Generic complexity is measured by a standard device from number theory. Consider the set of of words in a 2-letter alphabet. Let S be a subset of these words. We can ask what proportion of words of length ≤ N lies in S and then take the limit of this proportion as N → ∞. If the limit is 1 then S is generic.
An interesting analogy for what we are discussing here is the theory of linear programming. This is a set of ideas, developed more than fifty years ago by George Dantzig, for finding extremals of a set of linear inequalities (equivalently, finding the extreme points of a convex polyhedron). Many scheduling and traffic-control problems may be reduced to linear programming problems. Dantzig's "simplex algorithm" is, in principle of exponential complexity. But these "worst case" problems that are of exponential type almost never occur in practice. In fact Stephen Smale and his group have shown that, in a certain sense, the exceptional problems form a set of measure zero. In other words, in our language, the cases that are of polynomial time are generic. This is the type of result that the AIM workshop on Generic Complexity considered.

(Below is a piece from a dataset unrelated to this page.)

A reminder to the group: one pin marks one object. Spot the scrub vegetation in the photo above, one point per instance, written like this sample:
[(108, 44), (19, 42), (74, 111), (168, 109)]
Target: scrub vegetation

In the 1990s, the group theorists---in their study of finitely presented groups---came up with questions similar to the ones discussed here. The techniques developed by the group theorists have turned out to be useful for the cryptographers and vice versa. The Generic Case Complexity workshop had both group theorists and theoretical mathematicians as well as computer scientists.
Quantum computers (which do not exist yet) are a matter of great interest to these theorists. A quantum computer works on an entirely different computing paradigm than the digital computers that we know today. Instead of manipulating bytes, these machines will manipulate Q-bytes. If we can ever build a quantum computer, it will be able to factor a large positive integer of n digits in polynomial-in-log n time. This will in effect put the RSA algorithm (and most other modern cryptographical algorithms) out of business. It happens that there is not much research in the United States on quantum computers, but the Canadians and the British are leading the pack in exploring this fertile new branch of theoretical computer science, physics, and engineering.
There is today a prototype of a quantum computer---that manipulates Q-bits that are much smaller than in the idealized quantum computer that has not yet been built---that can actually perform calculations. The machine fills an entire room, and represents powerful advances in hardware development. It has been used to factor the number 15.
The subject of Generic Case Complexity lies on the cutting edge of theoretical mathematics, theoretical computer science, and quantum physics. It is an exciting frontier in which progress will have immediate impact on the way that we conduct business, and the way that we perform scientific investigations. The group at AIM laid the groundwork for considerable future work in the area.